E si deve ammettere, per il Papa, che in questo Paese, come in altri, c’è chi persiste nel trattare il problema come un affare che non lo riguarda. Cinque anni sono passati dalla visita compiuta con Bartolomeo e Ieronymos e dopo tutto questo tempo si deve constatare che sulla questione migratoria poco è cambiato. «E quante condizioni indegne dell’uomo! Quanti hotspot dove migranti e rifugiati vivono in condizioni che sono al limite, senza intravedere soluzioni all’orizzonte! Eppure il rispetto delle persone e dei diritti umani, specialmente nel continente che non manca di promuoverli nel mondo, dovrebbe essere sempre salvaguardato, e la dignità di ciascuno dovrebbe essere anteposta a tutto! È triste sentir proporre, come soluzioni, l’impiego di fondi comuni per costruire muri».
Citando Elie Wiesel ha poi affermato: «Quando le vite umane sono in pericolo, quando la dignità umana è in pericolo, i confini nazionali diventano irrilevanti». E con la lucidità che molti non vogliono avere ha affermato: «Perché solo se riconciliato con i più deboli l’avvenire sarà prospero. Perché quando i poveri vengono respinti si respinge la pace. Chiusure e nazionalismi – la storia lo insegna – portano a conseguenze disastrose… In diverse società si stanno opponendo in modo ideologico sicurezza e solidarietà, locale e universale, tradizione e apertura. È facile trascinare l’opinione pubblica istillando la paura dell’altro; perché invece, con lo stesso piglio, non si parla dello sfruttamento dei poveri, delle guerre dimenticate e spesso lautamente finanziate, degli accordi economici fatti sulla pelle della gente, delle manovre occulte per trafficare armi e farne proliferare il commercio? Vanno affrontate le cause remote, non le povere persone che ne pagano le conseguenze, venendo pure usate per propaganda politica! Per rimuovere le cause profonde, non si possono solo tamponare le emergenze. Occorrono azioni concertate. Occorre approcciare i cambiamenti epocali con grandezza di visione. Perché non ci sono risposte facili a problemi complessi».
«Il Mediterraneo, che per millenni ha unito popoli diversi e terre distanti – ha detto papa Francesco – sta diventando un freddo cimitero senza lapidi». Il Mediterraneo la «culla di tante civiltà, sembra ora uno specchio di morte». «Non lasciamo che il mare nostrum si tramuti in un desolante mare mortuum, che questo luogo di incontro diventi teatro di scontro! Non permettiamo che questo “mare dei ricordi” si trasformi nel “mare della dimenticanza”. Vi prego, fermiamo questo naufragio di civiltà!».

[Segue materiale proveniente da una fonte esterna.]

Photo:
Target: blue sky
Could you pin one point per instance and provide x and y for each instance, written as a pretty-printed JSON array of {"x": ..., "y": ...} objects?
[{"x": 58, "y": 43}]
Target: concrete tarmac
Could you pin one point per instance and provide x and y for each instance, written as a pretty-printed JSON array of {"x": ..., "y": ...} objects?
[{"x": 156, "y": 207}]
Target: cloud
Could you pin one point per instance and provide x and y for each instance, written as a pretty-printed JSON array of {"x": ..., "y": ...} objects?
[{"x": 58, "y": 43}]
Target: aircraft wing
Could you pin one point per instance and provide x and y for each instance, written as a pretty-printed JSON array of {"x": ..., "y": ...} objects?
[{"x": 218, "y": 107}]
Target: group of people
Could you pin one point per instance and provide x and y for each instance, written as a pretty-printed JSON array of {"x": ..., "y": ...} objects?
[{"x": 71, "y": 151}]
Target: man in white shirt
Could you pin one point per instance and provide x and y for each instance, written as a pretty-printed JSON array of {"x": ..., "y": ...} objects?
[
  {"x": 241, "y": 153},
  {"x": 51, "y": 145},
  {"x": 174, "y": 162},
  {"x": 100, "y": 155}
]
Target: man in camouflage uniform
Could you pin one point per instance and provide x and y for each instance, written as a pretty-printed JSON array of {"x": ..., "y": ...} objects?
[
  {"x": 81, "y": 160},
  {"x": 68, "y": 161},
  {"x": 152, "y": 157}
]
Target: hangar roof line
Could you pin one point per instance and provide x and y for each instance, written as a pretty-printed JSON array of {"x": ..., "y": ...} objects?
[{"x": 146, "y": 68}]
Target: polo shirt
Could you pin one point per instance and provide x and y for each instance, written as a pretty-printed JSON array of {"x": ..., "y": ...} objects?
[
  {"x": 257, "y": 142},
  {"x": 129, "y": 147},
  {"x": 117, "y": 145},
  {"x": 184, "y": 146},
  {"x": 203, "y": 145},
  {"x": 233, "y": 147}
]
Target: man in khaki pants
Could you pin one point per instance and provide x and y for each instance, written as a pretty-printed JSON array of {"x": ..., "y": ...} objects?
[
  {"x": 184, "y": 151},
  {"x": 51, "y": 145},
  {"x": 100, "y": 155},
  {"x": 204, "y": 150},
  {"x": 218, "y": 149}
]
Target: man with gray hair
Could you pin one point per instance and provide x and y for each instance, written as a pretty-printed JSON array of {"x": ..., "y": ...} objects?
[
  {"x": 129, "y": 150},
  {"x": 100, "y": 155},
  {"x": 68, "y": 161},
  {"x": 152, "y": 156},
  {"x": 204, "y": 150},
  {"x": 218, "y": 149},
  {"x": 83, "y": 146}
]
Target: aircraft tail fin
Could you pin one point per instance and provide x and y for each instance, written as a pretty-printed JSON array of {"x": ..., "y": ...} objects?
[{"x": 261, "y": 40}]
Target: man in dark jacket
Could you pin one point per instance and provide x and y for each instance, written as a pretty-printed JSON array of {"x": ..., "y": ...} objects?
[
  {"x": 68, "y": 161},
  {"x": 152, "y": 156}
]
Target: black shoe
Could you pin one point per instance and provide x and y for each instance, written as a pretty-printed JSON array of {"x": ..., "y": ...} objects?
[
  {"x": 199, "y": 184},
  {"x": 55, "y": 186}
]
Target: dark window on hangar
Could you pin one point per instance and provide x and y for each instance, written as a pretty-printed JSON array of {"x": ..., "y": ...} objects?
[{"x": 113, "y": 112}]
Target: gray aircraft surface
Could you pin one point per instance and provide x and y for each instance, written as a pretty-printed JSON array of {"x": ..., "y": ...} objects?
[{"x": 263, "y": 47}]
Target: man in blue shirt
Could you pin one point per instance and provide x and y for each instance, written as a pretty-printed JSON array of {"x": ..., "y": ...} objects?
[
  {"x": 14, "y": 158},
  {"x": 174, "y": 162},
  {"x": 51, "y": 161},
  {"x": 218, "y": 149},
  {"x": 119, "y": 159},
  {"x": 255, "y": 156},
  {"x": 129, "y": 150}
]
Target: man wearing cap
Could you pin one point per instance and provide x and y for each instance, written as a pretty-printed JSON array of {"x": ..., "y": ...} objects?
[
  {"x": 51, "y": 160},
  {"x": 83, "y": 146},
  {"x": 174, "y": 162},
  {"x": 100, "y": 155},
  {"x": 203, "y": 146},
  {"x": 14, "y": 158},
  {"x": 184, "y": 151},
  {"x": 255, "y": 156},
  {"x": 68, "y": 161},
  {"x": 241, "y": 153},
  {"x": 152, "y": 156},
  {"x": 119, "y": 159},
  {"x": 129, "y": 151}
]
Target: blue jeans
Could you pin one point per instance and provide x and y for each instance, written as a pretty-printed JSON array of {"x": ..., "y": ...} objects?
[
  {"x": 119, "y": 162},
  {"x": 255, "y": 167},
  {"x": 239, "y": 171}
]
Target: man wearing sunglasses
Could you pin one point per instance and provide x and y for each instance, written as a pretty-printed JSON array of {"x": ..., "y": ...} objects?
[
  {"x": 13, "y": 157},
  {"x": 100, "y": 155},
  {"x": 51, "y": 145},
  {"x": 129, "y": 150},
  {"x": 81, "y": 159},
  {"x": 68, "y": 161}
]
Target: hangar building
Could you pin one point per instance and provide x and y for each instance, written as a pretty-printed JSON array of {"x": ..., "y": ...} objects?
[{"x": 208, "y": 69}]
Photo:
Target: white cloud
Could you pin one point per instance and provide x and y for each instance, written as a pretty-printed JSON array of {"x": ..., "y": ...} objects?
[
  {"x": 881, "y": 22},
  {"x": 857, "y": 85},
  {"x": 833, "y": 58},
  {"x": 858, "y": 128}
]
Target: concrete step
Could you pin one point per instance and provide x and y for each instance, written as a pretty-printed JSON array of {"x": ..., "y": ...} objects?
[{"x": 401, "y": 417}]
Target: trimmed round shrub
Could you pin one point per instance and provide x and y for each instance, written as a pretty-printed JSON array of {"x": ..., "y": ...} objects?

Papa Francesco ha ricordato come proprio sulle rive di questo mare Dio si è fatto uomo, si è inculturata la fede non una ideologia religiosa. Con molta chiarezza ha perciò spiegato come invece «si offende Dio, disprezzando l’uomo creato a sua immagine, lasciandolo in balia delle onde, nello sciabordio dell’indifferenza, talvolta giustificata persino in nome di presunti valori cristiani». E da Papa, come Papa, ha insegnato quali sono le vere radici cristiane: «La fede chiede compassione e misericordia. Esorta all’ospitalità, a quella filoxenia che ha permeato la cultura classica, trovando poi in Gesù la propria manifestazione definitiva, specialmente nella parabola del Buon Samaritano (cfr Lc 10,29-37) e nelle parole del capitolo 25 del Vangelo di Matteo. Gesù afferma solennemente di essere lì, nel forestiero, nel rifugiato, in chi è nudo e affamato. Il programma cristiano è trovarsi dove sta Gesù. Perché il programma cristiano, ha scritto papa Benedetto, “è un cuore che vede”». Vedere la realtà prima delle idee e delle ideologie. Quella che nel campo profughi di Lesbo tutti hanno potuto vedere.